I am trying to write scrapy spider with playwright. I use the module scrapy-playwright.
I successfully wrote a spider and it works fine if run manually (scrapy crawl my_spider
). But when I tried to start the spider process via PM2, then it just hangs and does not work as it should.
The problem is not in my code, and not in how I made the PM2 config. Because without playwright the spiders run successfully.
The problem is in the logic of the playwright.
I found a line of code where the process hangs: https://github.com/microsoft/playwright-python/blob/main/playwright/async_api/_context_manager.py#L40
Also after that I tried to write my own spider with synchronous api of playwright. This spider successfully starts manually, but in PM2 it also freezes.

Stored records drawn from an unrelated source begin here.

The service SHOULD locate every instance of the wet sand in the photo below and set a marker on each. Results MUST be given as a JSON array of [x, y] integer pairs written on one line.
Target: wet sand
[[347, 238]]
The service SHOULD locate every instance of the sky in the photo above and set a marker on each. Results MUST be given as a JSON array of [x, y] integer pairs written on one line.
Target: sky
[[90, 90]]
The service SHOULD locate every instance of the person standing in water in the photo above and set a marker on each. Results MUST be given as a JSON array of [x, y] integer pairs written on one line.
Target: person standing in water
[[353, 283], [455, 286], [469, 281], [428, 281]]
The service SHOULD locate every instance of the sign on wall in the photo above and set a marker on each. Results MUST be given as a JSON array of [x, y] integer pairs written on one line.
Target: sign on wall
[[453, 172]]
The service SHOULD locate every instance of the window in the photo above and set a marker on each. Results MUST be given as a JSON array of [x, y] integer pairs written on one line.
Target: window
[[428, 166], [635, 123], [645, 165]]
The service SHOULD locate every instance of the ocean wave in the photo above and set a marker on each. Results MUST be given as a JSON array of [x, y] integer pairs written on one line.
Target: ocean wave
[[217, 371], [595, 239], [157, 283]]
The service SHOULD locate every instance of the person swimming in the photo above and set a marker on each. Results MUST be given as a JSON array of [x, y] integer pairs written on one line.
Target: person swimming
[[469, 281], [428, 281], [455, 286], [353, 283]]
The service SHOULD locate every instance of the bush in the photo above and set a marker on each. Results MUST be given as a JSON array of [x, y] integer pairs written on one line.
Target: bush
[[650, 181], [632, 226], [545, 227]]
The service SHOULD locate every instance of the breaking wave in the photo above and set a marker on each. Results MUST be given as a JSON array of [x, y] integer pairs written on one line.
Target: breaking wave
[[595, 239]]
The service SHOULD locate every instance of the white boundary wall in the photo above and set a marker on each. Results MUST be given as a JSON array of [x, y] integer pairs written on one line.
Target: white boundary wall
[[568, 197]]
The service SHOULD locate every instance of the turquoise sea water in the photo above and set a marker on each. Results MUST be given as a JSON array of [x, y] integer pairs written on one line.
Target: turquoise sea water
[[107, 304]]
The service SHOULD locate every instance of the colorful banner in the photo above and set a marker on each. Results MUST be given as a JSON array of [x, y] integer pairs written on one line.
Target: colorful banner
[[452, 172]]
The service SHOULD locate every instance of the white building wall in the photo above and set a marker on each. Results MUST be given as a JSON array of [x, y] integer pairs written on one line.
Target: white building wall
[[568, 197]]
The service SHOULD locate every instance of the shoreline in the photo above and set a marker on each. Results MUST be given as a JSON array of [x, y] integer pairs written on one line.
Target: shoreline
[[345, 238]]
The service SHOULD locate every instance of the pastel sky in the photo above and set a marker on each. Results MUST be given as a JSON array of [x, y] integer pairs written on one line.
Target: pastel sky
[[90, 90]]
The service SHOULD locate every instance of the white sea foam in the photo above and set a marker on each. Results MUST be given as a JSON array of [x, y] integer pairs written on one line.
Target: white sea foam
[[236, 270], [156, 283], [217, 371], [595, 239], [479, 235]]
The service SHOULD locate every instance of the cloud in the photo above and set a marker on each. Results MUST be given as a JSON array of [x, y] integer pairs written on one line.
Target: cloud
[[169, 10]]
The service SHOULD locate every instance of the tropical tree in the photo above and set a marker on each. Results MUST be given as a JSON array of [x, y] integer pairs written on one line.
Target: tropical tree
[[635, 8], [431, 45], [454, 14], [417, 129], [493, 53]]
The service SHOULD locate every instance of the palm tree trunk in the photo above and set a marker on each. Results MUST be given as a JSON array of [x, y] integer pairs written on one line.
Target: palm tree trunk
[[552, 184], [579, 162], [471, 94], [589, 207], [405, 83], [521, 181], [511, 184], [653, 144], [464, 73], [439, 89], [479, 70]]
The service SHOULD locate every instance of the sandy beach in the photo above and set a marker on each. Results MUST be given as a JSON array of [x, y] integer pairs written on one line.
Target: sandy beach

Synchronous playwright hangs on this line: https://github.com/microsoft/playwright-python/blob/main/playwright/sync_api/_context_manager.py#L88
I don't understand why this is happening and how to solve this problem. My playwright spiders successfully start manually, but in PM2 they freeze.
Could you please help me with this problem.
I had a similar problem: I had PM2 run by an Apache Airflow Celery worker running a playwright task, hourly. The job hung.
I suspect it is the environment variables littered by Byobu and PM2. What worked for me was wrapping the Python script in a bash script and sanitizing the environment variable like the following:
#!/bin/bash
[ "$HOME" != "" ] && exec -c $0
# Your python script should come below:
/home/ubuntu/usr/venv-3.10-airflow/bin/airflow celery worker
The first line clears the env vars (as suggested in Sanitize environment with command or bash script?). Now you can run this script with pm2 start
command. My worker ran fine for about 24 hours as of now. I hope this works for you too.